Twenty thousand mammals gather in a climate-controlled box and the first thing I want to know is the wattage.
Consider the fursuits. Each one is a person, roughly a hundred watts of resting metabolic heat, now sealed inside foam and synthetic pile with the thermal conductivity of a winter sleeping bag. A human body dumps waste heat through evaporation off the skin, but here the skin is wrapped in polyester, and polyester does not sweat.
So the wearer becomes a small furnace with the doors welded shut. Their core temperature climbs; blood rushes to the surface to shed a heat that has nowhere to go. This is why they carry the little battery fans. Those fans are not comfort. They are a survival strategy against the second law of thermodynamics, which insists that all that muscular chemistry must end as warmth spilling into the room, and the room, obligingly, warms.
Now widen the view. Every one of those twenty thousand hundred-watt bodies is running on glucose, and every glucose molecule was assembled by a plant splitting water and stitching carbon using photons that left the surface of the Sun eight minutes before landing on a leaf.
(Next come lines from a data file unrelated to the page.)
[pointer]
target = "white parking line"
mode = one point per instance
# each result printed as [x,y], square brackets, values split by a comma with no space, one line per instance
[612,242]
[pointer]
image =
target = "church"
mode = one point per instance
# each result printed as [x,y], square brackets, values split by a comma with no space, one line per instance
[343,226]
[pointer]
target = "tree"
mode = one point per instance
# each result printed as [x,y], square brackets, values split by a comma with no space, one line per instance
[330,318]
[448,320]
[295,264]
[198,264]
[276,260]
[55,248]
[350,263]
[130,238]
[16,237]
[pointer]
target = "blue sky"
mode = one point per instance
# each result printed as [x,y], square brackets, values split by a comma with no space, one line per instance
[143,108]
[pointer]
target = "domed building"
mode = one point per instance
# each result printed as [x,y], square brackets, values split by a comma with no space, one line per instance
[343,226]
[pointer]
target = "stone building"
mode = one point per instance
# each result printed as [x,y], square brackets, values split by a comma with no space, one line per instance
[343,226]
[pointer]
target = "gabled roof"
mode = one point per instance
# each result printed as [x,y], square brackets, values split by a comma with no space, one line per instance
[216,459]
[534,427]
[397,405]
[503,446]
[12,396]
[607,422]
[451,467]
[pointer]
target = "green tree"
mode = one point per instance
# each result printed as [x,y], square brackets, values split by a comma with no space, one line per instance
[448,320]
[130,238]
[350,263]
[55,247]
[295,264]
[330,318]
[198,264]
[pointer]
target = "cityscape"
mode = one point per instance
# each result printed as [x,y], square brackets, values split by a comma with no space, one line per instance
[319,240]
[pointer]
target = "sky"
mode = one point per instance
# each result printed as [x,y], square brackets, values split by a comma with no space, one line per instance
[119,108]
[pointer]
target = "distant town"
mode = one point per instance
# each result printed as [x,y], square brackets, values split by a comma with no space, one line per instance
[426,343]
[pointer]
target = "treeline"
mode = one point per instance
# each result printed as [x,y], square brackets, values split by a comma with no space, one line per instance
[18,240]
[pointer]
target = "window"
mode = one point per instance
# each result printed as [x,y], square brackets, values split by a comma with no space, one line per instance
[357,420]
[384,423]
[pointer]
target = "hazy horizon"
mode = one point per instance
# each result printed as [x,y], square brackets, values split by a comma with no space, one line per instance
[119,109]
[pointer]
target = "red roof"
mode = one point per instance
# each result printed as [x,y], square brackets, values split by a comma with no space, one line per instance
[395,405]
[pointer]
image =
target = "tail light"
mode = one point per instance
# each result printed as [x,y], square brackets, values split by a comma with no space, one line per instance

The dancing in the atrium, the fur, the fans, the whole shimmering heat-haze of the ballroom: all of it is sunlight, caught, chemically shelved, and released again on a schedule of the crowd's own choosing.
And the acrylic pile of the suits, the foam, the plastic fan blades, the polyester paws, nearly every atom of it is carbon that spent a hundred million years as the crushed bodies of ancient marine plankton, dug up and re-spun into the shape of a cartoon wolf.
So a fox costume dances in a hotel ballroom, and it is fossilized ocean, warmed by a star, briefly wearing a face.